Benchmarking your Model

Cover Image Benchmarking

Benchmarking is an essential step if your model is not yet meeting the performance standards of your application or if you are aiming for an academic publication. This process involves analyzing your model's performance, especially important if your model has adjustable parameters. Running your model on a set of predefined instances (a benchmark) allows you to fine-tune these parameters and compare results. Moreover, if alternative models exist, benchmarking helps you ascertain whether your model truly outperforms these competitors.

Designing an effective benchmark is a nuanced task that demands expertise. This section aims to guide you in creating a reliable benchmark suitable for publication purposes.

Given the breadth and complexity of benchmarking, our focus will be on the basics, particularly through the lens of the Traveling Salesman Problem (TSP), as previously discussed in the add_circuit section. We refer to the different model implementations as 'solvers', and we'll explore four specific types:

  • A solver employing the add_circuit approach.
  • A solver based on the Miller-Tucker-Zemlin formulation.
  • A solver utilizing the Dantzig-Fulkerson-Johnson formulation with iterative addition of subtour constraints until a connected tour is achieved.
  • A Gurobi-based solver applying the Dantzig-Fulkerson-Johnson formulation via Lazy Constraints, which are not supported by CP-SAT.

This example highlights common challenges in benchmarking and strategies to address them. A key obstacle in solving NP-hard problems is the variability in solver performance across different instances. For instance, a solver might easily handle a large instance but struggle with a smaller one, and vice versa. Consequently, it is crucial to ensure that your benchmark encompasses a representative variety of instances. This diversity is vital for drawing meaningful conclusions, such as the maximum size of a TSP instance that can be solved or the most effective solver to use.

For a comprehensive exploration of benchmarking, I highly recommend Catherine C. McGeoch's book, "A Guide to Experimental Algorithmics", which offers an in-depth discussion on this topic.

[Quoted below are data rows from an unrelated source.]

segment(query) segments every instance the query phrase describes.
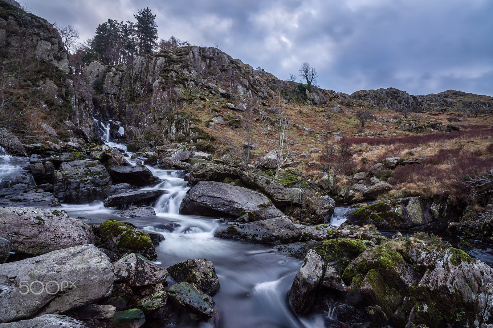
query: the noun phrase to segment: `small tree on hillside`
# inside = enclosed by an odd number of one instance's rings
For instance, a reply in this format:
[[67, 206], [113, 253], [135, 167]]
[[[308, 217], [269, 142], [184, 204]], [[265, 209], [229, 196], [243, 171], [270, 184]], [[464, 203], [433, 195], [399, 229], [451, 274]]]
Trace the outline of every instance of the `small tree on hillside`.
[[304, 62], [298, 71], [300, 75], [302, 76], [307, 81], [308, 85], [308, 91], [312, 92], [312, 84], [317, 82], [317, 79], [318, 77], [318, 74], [317, 72], [315, 67], [310, 66], [310, 64], [306, 62]]
[[372, 112], [367, 110], [360, 109], [355, 112], [356, 117], [359, 123], [361, 124], [361, 127], [365, 127], [365, 123], [373, 120], [375, 116]]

Distinguishing Exploratory and Workhorse Studies in Benchmarking

Before diving into comprehensive benchmarking, it is essential to conduct preliminary investigations to assess your model’s capabilities and identify any foundational issues. This phase, known as exploratory studies, is crucial for establishing the basis for more detailed benchmarking, subsequently termed as workhorse studies. These latter studies aim to provide reliable answers to specific research questions and are often the core of academic publications. It is important to explicitly differentiate between these two study types and maintain their distinct purposes: exploratory studies for initial understanding and flexibility, and workhorse studies for rigorous, reproducible research.

Exploratory Studies: Foundation Building

Exploratory studies serve as an introduction to both your model and the problem it addresses. This phase is about gaining preliminary understanding and insights.

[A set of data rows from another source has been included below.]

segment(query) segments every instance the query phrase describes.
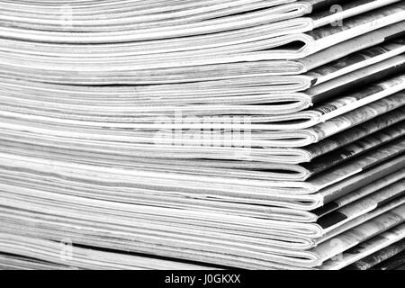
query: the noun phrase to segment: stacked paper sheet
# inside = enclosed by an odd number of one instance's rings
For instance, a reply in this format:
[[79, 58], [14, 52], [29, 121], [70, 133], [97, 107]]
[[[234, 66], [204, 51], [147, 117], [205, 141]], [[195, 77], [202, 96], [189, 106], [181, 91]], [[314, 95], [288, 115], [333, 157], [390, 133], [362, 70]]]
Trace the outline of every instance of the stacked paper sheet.
[[1, 268], [403, 266], [402, 1], [0, 8]]

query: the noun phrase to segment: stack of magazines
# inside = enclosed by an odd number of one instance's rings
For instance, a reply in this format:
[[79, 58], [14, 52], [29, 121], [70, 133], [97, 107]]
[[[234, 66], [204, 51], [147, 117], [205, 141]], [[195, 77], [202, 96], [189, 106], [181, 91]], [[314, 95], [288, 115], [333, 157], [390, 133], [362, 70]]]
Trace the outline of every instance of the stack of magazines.
[[403, 269], [405, 2], [0, 0], [0, 268]]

  • Objective: The goal here is to gather early insights rather than definitive conclusions. This phase is instrumental in identifying realistic problem sizes, potential challenges, and narrowing down hyperparameter search spaces.

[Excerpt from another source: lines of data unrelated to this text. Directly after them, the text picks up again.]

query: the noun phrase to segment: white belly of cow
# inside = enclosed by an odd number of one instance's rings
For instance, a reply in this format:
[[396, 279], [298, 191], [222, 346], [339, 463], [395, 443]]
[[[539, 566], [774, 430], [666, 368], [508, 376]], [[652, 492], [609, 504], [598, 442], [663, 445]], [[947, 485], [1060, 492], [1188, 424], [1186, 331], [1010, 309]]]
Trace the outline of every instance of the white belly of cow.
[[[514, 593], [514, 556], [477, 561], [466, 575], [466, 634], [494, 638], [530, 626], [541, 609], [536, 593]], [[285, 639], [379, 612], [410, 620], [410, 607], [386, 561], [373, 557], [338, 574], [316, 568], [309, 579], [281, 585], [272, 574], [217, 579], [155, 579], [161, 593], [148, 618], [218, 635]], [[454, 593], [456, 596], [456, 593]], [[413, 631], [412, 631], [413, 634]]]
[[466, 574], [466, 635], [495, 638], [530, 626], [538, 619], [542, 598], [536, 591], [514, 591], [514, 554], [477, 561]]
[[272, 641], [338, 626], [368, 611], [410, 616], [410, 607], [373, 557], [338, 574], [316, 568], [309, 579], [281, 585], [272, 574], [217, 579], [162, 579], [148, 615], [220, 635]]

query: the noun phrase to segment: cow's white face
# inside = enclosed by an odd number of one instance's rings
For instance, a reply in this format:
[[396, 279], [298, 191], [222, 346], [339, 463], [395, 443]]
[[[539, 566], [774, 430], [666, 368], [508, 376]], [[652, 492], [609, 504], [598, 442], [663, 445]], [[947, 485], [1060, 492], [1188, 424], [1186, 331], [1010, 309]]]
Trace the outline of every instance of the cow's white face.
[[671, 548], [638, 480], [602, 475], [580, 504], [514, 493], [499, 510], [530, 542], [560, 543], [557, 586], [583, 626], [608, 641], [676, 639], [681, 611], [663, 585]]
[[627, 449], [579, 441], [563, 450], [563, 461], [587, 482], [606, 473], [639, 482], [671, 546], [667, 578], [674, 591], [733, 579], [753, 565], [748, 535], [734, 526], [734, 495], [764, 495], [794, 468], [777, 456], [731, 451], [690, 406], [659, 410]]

For instance, in the add_circuit-section, an exploratory study helped us determine that our focus should be on instances with 100 to 200 nodes. If you encounter fundamental issues with your model at this stage, it’s advisable to address these before proceeding to workhorse studies.

Description of image

Occasionally, the primary performance bottleneck in your model may not be CP-SAT but rather the Python segment where the model is being generated. In these instances, identifying the most resource-intensive parts of your Python code is crucial. I have found the profiler Scalene to be well-suited to investigate and pinpoint these bottlenecks.

Workhorse Studies: Conducting In-depth Evaluations

Workhorse studies follow the exploratory phase, characterized by more structured and meticulous approaches. This stage is vital for a comprehensive evaluation of your model and collecting substantive data for analysis.

  • Objective: These studies are designed to answer specific research questions and provide meaningful insights. The approach here is more methodical, focusing on clearly defined research questions. The benchmarks designed should be well-structured and large enough to yield statistically significant results.

Remember, the aim is not to create a flawless benchmark right away but to evolve it as concrete questions emerge and as your understanding of the model and problem deepens. These studies, unlike exploratory ones, will be the focus of your scientific publications, with exploratory studies only referenced for justifying certain design decisions.

Description of image

Use the SIGPLAN Empirical Evaluation Checklist if your evaluation has to satisfy academic standards.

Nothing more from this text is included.